Dans l'acte volontaire, s'ajoute ainsi au plaisir de donner un ordre le
plaisir de l'instrument qui l'exécute avec succès ; à la volonté s'ajoutent
des volontés subalternes des âmes subalternes et dociles, notre corps
n'étant que l'édifice collectif de plusieurs âmes. L'effet, c'est moi ; il
se passe ici ce qui se passe dans toute collectivité heureuse et bien
organisée ; la classe dirigeante s'identifie aux succès de la collectivité.

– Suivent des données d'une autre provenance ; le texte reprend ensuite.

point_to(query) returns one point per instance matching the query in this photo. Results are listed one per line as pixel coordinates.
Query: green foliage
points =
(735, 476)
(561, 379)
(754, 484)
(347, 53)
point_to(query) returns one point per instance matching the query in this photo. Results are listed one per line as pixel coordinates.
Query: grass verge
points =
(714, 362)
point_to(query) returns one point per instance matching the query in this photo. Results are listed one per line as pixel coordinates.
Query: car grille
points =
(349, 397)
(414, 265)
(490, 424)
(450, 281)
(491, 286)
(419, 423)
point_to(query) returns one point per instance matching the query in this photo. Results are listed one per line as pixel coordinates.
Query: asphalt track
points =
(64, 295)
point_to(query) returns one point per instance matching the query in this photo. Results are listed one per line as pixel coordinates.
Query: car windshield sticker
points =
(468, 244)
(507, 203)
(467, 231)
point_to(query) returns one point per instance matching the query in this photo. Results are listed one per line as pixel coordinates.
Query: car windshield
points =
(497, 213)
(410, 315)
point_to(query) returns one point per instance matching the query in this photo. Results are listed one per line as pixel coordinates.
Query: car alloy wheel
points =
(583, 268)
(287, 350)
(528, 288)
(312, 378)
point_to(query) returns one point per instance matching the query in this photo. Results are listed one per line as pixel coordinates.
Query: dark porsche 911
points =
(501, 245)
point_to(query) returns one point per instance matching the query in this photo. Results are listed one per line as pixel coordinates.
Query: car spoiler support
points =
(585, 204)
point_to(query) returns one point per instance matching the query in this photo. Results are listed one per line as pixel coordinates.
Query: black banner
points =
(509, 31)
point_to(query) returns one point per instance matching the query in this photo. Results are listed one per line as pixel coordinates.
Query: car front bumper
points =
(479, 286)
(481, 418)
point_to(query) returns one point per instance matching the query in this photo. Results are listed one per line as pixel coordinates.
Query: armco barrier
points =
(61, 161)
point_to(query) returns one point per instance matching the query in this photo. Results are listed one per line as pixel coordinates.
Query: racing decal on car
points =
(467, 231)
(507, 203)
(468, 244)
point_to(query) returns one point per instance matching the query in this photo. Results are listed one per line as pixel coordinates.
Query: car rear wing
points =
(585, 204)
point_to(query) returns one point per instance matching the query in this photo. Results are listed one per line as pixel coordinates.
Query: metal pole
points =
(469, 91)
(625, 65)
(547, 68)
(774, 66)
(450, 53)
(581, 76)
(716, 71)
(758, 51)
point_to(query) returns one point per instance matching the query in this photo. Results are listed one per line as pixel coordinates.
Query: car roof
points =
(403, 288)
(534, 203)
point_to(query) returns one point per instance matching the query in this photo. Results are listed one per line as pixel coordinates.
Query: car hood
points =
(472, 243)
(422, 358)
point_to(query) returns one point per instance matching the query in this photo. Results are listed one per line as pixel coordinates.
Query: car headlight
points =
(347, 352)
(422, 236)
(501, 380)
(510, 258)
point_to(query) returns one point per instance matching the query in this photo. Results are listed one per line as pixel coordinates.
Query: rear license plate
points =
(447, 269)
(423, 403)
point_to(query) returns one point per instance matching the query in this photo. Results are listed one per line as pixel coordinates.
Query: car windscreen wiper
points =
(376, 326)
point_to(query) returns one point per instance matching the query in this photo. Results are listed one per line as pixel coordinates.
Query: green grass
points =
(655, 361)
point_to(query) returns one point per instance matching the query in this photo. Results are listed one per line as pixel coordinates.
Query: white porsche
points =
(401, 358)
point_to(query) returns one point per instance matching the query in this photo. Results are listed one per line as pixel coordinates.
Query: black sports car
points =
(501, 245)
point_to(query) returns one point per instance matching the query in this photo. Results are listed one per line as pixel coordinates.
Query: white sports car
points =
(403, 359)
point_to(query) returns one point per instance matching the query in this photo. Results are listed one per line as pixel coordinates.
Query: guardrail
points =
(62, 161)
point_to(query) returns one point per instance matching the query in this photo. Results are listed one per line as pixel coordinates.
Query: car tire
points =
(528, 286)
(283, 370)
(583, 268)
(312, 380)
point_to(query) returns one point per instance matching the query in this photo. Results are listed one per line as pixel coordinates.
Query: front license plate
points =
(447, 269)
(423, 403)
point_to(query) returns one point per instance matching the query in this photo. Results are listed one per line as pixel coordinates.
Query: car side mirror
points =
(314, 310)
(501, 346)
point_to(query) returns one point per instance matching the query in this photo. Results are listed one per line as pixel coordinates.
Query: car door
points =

Dans tout vouloir il s'agit simplement de commander et d'obéir à l'intérieur
d'une structure collective complexe, faite, comme je l'ai dit, de plusieurs
âmes ; c'est pourquoi un philosophe devrait pouvoir se permettre de
considérer le vouloir sous l'angle de la morale, la morale conçue comme la
science d'une hiérarchie dominatrice, d'où naît le phénomène de la vie.